Not all fats are bad for you. Good fats, like those that come from vegetables, nuts, seeds, and fish, are an essential source of energy. Polyunsaturated and monounsaturated fats, for example, are two types of good fats that have been shown to improve blood cholesterol levels and reduce the risk of heart disease. These fats are liquid at room temperature and tend to stay that way even when chilled (though monounsaturated fats become cloudy or semi-solid when cold).
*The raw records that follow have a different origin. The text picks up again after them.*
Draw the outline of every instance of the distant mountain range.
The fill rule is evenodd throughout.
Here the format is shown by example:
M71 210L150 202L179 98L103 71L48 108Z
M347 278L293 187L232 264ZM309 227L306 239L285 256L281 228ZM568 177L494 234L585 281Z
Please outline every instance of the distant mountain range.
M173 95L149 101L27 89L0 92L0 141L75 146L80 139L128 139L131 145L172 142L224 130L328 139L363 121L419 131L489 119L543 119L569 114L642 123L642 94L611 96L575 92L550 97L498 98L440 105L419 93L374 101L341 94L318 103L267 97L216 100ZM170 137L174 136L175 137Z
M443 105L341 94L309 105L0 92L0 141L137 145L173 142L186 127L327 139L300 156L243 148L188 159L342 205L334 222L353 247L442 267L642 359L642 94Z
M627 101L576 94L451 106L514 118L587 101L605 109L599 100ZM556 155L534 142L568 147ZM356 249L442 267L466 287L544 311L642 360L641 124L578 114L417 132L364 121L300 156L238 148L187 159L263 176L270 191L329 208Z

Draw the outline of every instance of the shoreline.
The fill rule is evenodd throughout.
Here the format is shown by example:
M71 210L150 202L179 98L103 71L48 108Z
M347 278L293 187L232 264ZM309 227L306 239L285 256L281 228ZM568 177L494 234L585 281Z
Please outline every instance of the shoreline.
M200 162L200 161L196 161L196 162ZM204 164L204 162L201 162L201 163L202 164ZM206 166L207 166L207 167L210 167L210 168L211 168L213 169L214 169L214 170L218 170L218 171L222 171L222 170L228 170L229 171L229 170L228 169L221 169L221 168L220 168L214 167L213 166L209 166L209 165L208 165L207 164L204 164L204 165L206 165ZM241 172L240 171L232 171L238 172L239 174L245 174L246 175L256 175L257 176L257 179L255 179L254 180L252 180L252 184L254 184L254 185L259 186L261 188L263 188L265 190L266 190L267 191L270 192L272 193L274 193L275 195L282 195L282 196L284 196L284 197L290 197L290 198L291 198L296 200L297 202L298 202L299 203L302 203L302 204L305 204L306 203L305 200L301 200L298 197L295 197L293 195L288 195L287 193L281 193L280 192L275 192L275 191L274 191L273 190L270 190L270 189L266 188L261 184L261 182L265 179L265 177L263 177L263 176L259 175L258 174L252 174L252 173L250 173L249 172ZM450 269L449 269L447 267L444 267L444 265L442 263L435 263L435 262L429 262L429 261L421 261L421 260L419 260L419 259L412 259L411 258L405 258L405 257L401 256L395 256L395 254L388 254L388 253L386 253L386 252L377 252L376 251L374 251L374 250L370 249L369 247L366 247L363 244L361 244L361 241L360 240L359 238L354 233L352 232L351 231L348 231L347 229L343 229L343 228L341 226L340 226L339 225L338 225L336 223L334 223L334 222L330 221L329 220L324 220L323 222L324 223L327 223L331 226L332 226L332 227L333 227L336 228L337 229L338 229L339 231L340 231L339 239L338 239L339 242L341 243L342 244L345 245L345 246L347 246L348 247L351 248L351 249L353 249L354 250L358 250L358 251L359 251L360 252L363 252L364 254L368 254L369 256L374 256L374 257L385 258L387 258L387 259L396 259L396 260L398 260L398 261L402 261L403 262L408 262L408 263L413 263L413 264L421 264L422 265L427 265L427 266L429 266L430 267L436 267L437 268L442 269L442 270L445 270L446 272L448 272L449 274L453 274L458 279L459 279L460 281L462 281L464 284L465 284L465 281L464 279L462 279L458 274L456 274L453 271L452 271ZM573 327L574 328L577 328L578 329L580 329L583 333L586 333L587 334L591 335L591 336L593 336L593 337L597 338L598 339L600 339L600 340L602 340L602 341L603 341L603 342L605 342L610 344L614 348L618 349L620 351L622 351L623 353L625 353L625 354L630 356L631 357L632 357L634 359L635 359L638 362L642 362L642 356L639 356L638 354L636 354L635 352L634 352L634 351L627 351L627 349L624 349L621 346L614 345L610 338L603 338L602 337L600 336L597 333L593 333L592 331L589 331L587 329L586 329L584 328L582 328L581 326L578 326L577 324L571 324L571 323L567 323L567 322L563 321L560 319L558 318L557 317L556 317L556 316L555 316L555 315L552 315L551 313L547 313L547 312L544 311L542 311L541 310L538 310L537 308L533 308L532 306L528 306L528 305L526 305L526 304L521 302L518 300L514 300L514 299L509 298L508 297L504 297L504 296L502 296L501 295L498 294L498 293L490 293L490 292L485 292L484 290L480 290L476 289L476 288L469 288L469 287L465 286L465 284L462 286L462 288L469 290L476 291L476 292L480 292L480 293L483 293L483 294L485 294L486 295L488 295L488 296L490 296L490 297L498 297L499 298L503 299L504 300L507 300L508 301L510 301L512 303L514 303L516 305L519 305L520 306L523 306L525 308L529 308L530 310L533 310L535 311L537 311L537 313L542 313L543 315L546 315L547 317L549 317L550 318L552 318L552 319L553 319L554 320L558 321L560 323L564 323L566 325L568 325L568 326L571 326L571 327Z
You probably have these heart-healthy fats in your kitchen pantry right now. Healthy cooking oils are a great source of polyunsaturated and monounsaturated fats. Below, Atkins has compiled a list of the healthiest oils to cook with (plus the healthiest oil for frying) to use in your holiday recipes.

Canola Oil

This healthy cooking oil is made from the seeds of the canola plant. Canola oil is one of the healthiest cooking oils, as it contains a higher amount of omega-3 fatty acid than most other oils; omega-3 fats lower blood pressure and heart rate. It’s also great for sautéing, baking, and marinating.

Olive Oil

One of the most popular cooking oils, olive oil is a staple in many households. Opt for extra-virgin olive oil, which is made from the first pressing of olives. Extra-virgin olive oil is high in antioxidants called polyphenols, which offer additional heart-healthy benefits. Use olive oil to sauté vegetables or combine with balsamic vinaigrette for an easy salad dressing.

Peanut Oil

Made from unshelled peanuts, peanut oil contains heart-healthy phytosterols—plant fats associated with lower cholesterol and cancer prevention. Peanut oil is well suited for deep frying, as well as roasting and sautéing, thanks to its high smoke point.

Grapeseed Oil

Like the name suggests, grapeseed oil is extracted from the seeds of grapes. It’s high in polyunsaturated fats and vitamin E. This healthy cooking oil also has a high smoke point, so it’s great for sautéing, stir-frying, or roasting.

Coconut Oil

Coconut oil is rich in saturated fats. It also helps control blood sugar and facilitates the absorption of calcium by the body. With a subtle coconut flavor, coconut oil makes a great substitute for butter when baking. It also works well if you’re cooking recipes with coconut flavoring, such as Garlicky Coconut Prawns.

Palm Shortening

Palm shortening is created by removing a portion of saturated fats from palm oil. It makes an excellent non-dairy substitute for butter. Palm shortening remains stable at high temperatures, so it’s ideal for cooking. You also can swap in palm shortening for Crisco (or any other hydrogenated or partially hydrogenated fat) in moderation.